The National Bank for Agriculture Rural Development inspection report on the Nagpur District Development Co-operative Bank said no internal investment policy and procedures were laid down by the board and half yearly review of banks investments was not forwarded to the apex bank.

The board delegated power to chairman by resolution number 14 (6) on June 16, 1999, for purchase and sale of securities only through the Maharashtra State Cooperative Bank under the constituent subsidiary general ledger account with the Reserve Bank of India.

Despite this, transactions were routed through five brokers in physical mode. No instances of reports of security certificates from brokers physically. Only book entries based on contract notes were received from brokers, the Nabard report said.

Market quotes were not called for and rates provided by brokers in the contract note were not verified nor compared with the prices quoted in the market, it pointed out.

"Though indicated in the contract note received from broker that brokerage had been charged at rates not exceeding the official scale of brokerage, the respective column was kept blank," it said.

Even the counter-party involved in the purchase/sale of securities was not indicated in the contract note. This is tantamount to a direct purchase and sale of securities from brokers themselves, a violation of the RBI guidelines.

Nabard found that the investment portfolio increased by a whopping 111 per cent from Rs 1.08 billion as on March 31, 2000, to Rs 2.27 billion as on March 31, 2001.

The concentration of the investment was in securities at Rs 1.35 billion as on March 31, 2001, compared with Rs 105 million as on March 31, 2000.

The reason for the increase in volumes has been attributed to the purchase and sale of securities through a broker since February 5, 2001, in addition to transactions under the SGL account with the RBI through MSCB, Mumbai.

The bank had invested in Rs 400 million in Euro Discover India on September 15, 2000, against a mortgage of Home Trade shares.

This is not a permitted avenue for investment in case of district central cooperative banks. Decision for such investment of Rs 400 million was taken as per resolution signed by 7 members of the board on September 14, 2000.

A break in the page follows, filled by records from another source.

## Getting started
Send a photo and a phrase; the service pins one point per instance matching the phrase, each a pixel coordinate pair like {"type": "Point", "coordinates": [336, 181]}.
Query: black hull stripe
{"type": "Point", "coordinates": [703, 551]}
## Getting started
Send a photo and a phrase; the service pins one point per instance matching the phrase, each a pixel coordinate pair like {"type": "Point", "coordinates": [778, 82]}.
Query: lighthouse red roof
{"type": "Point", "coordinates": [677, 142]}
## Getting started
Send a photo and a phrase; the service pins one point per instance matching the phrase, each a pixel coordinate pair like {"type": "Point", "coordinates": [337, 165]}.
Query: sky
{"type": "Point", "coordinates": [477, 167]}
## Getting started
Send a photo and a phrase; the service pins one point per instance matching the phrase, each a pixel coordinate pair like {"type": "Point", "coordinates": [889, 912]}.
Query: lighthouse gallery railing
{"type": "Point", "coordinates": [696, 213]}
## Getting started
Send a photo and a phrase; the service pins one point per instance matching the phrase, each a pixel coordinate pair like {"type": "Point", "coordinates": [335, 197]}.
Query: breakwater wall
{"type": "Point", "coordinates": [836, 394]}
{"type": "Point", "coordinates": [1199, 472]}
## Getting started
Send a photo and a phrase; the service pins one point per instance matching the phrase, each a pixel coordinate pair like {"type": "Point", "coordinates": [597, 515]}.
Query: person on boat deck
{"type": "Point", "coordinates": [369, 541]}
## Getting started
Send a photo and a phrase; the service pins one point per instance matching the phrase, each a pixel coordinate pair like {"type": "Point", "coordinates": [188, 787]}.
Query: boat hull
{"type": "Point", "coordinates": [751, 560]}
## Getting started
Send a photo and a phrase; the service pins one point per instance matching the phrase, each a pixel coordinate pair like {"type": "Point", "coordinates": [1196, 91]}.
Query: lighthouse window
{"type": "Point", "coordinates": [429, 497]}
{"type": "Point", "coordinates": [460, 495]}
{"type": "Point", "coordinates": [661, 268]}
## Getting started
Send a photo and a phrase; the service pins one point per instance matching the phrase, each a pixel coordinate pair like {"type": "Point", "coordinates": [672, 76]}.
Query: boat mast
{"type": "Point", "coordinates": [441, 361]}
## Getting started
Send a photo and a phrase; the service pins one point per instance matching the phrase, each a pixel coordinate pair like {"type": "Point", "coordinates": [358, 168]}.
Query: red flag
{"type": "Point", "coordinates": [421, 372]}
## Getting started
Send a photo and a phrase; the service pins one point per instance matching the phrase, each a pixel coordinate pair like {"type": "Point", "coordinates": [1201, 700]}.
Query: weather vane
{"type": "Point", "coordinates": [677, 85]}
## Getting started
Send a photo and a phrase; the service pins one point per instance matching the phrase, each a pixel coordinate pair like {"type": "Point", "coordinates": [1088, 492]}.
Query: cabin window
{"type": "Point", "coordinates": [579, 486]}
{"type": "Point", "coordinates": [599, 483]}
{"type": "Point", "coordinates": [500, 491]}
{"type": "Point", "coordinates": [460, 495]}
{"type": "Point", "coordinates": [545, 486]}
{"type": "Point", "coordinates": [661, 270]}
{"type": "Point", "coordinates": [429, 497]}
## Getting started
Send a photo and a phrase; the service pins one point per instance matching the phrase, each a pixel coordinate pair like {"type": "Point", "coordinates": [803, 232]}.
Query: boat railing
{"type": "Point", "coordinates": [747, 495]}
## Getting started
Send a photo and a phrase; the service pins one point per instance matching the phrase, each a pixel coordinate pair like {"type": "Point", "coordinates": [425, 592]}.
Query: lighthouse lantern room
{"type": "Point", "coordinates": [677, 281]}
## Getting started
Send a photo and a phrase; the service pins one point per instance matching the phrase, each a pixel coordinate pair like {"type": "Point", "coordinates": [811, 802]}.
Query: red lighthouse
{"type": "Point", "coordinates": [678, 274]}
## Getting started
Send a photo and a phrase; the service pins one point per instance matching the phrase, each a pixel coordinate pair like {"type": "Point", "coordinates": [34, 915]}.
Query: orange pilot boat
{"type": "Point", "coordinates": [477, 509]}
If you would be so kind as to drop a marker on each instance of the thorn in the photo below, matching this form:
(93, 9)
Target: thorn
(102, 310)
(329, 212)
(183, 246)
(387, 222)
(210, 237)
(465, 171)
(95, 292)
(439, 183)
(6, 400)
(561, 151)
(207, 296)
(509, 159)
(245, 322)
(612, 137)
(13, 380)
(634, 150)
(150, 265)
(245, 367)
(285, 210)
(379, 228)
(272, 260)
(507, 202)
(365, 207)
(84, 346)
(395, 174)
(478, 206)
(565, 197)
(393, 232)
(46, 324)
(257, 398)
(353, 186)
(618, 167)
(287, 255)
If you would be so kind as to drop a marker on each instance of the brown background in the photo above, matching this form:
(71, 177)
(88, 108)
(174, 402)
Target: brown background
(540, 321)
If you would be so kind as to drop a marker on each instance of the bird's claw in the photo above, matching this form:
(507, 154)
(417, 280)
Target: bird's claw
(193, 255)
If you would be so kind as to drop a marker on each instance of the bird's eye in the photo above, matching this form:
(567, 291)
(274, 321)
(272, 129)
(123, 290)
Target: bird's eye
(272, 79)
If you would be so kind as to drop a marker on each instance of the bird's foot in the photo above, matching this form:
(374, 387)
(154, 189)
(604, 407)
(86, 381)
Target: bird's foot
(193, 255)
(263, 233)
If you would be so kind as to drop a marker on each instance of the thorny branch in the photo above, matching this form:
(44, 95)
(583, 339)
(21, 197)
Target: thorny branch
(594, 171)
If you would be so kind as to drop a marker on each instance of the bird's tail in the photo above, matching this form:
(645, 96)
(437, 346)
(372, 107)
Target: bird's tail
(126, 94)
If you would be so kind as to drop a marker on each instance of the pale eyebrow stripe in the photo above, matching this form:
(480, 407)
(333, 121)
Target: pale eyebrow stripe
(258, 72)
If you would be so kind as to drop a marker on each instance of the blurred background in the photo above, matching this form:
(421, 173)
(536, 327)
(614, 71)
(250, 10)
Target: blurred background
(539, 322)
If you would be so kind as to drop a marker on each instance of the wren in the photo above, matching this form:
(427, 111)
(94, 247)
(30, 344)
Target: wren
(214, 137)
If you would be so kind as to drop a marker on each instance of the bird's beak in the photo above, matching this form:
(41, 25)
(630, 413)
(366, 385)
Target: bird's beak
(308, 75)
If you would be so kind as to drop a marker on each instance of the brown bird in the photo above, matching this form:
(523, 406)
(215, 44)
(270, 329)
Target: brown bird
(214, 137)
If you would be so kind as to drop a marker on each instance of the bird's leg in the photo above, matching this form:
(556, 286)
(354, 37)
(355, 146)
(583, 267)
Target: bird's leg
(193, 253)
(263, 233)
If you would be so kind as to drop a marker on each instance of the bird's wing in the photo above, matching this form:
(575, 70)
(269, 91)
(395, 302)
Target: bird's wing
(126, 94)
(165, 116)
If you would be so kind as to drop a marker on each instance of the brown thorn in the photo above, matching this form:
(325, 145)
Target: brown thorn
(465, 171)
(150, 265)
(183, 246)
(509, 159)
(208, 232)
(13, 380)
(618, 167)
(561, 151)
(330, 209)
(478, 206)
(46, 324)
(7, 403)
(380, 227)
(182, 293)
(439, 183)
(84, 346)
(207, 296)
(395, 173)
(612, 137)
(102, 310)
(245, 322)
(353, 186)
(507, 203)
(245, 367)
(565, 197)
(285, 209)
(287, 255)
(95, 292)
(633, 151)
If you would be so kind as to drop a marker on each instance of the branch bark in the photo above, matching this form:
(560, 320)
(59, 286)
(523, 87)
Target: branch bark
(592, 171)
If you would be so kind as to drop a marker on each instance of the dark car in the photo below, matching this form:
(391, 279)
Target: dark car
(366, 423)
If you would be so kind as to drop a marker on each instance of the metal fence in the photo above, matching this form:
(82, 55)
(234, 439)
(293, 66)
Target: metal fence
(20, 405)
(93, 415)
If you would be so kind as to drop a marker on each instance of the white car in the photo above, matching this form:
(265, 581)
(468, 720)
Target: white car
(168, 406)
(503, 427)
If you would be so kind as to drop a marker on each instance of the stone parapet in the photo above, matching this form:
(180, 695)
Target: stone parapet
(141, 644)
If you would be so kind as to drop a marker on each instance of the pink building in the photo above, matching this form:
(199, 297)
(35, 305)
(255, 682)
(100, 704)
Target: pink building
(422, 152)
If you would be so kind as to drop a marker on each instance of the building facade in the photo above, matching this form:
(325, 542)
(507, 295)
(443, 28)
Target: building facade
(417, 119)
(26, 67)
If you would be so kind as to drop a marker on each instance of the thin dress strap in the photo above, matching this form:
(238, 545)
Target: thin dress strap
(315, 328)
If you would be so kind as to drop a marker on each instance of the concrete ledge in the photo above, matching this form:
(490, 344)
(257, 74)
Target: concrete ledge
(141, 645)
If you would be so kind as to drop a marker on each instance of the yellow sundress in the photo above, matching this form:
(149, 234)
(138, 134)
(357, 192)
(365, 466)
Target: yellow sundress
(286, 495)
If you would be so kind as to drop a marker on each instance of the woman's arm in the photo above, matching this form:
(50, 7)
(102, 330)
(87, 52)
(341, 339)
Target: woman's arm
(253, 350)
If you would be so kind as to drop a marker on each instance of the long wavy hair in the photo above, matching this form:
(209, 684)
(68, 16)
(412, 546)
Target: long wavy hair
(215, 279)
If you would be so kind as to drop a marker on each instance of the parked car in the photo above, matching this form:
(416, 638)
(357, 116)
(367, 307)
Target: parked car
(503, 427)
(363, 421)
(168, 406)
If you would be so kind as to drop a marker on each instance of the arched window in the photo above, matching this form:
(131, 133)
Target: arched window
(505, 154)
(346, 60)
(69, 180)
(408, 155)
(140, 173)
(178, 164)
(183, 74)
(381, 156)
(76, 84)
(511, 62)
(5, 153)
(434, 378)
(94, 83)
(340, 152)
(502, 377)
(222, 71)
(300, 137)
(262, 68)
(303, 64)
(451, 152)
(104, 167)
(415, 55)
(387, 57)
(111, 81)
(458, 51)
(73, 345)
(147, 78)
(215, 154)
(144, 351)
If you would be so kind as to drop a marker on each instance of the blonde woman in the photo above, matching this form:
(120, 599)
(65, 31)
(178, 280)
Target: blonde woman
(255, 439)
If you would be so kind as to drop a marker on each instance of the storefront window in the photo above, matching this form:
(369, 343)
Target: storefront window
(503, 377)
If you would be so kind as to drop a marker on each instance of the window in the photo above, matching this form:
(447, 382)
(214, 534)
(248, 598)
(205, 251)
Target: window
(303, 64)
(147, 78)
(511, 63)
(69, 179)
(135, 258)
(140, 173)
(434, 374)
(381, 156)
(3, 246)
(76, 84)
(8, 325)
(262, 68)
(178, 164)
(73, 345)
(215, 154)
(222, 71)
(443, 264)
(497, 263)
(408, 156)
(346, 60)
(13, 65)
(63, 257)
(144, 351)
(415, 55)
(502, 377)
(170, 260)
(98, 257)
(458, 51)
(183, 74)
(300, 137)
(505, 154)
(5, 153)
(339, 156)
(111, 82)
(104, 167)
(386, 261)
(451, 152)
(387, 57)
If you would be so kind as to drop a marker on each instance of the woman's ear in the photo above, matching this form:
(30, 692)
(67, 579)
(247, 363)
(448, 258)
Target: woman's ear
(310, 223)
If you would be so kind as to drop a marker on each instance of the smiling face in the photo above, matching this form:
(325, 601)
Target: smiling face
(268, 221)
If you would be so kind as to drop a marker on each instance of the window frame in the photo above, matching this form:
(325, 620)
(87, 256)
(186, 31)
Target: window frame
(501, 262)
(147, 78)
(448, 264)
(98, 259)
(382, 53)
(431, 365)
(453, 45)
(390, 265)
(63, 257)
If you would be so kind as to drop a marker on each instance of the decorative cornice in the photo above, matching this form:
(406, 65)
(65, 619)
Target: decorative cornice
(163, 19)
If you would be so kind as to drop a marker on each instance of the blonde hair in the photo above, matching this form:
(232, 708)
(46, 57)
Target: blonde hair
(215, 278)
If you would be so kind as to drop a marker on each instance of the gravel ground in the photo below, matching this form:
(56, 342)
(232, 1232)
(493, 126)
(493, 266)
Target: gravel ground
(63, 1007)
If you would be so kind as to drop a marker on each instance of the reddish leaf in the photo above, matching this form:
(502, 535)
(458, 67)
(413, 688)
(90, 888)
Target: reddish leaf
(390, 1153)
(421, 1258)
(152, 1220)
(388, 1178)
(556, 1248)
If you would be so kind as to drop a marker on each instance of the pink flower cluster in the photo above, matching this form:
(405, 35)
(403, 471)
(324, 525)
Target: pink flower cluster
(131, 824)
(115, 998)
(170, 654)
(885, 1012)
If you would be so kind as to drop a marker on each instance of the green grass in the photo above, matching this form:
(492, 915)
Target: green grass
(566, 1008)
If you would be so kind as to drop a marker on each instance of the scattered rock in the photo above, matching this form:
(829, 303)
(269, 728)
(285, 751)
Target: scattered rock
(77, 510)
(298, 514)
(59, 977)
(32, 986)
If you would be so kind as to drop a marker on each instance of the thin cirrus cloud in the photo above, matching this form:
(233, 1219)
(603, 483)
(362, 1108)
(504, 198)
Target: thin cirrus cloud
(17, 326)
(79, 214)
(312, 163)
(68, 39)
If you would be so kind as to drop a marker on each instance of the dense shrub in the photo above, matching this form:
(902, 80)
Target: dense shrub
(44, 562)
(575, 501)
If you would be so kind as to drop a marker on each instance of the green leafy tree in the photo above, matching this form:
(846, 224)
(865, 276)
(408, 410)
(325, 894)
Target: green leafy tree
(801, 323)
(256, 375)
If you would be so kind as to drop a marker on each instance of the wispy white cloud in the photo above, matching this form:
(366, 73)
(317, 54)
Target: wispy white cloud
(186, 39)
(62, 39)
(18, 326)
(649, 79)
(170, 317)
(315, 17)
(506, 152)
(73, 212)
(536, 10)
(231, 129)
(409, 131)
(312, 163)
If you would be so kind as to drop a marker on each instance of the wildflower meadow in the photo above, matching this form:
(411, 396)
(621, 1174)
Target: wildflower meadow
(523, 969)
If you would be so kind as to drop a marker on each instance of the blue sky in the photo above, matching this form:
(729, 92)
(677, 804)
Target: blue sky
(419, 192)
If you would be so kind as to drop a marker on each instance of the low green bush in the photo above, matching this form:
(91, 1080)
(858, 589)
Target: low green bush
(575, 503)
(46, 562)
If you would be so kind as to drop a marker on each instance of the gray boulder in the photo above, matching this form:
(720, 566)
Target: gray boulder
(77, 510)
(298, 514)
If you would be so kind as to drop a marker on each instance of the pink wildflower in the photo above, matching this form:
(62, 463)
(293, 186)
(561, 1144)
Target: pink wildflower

The other features of the proposal received from Euro Discover:

  • 13,50,000 shares of Ways India worth Rs 4 crore will be lodged by the company with the bank as collateral
  • Promoter-directors Ketan Sheth, Sanjay Aggarwal and N S Trivedi shall tender personal guarantee

  • Post-dated cheque for Rs 400 million by the company in the name of bank.

  • Two post-dated cheques for half yearly interest payment of Rs 40 million each to the bank.

  • Personal guarantee of Rs 160 million each from above mentioned people.

Both the parties did not stick to any of the proposals.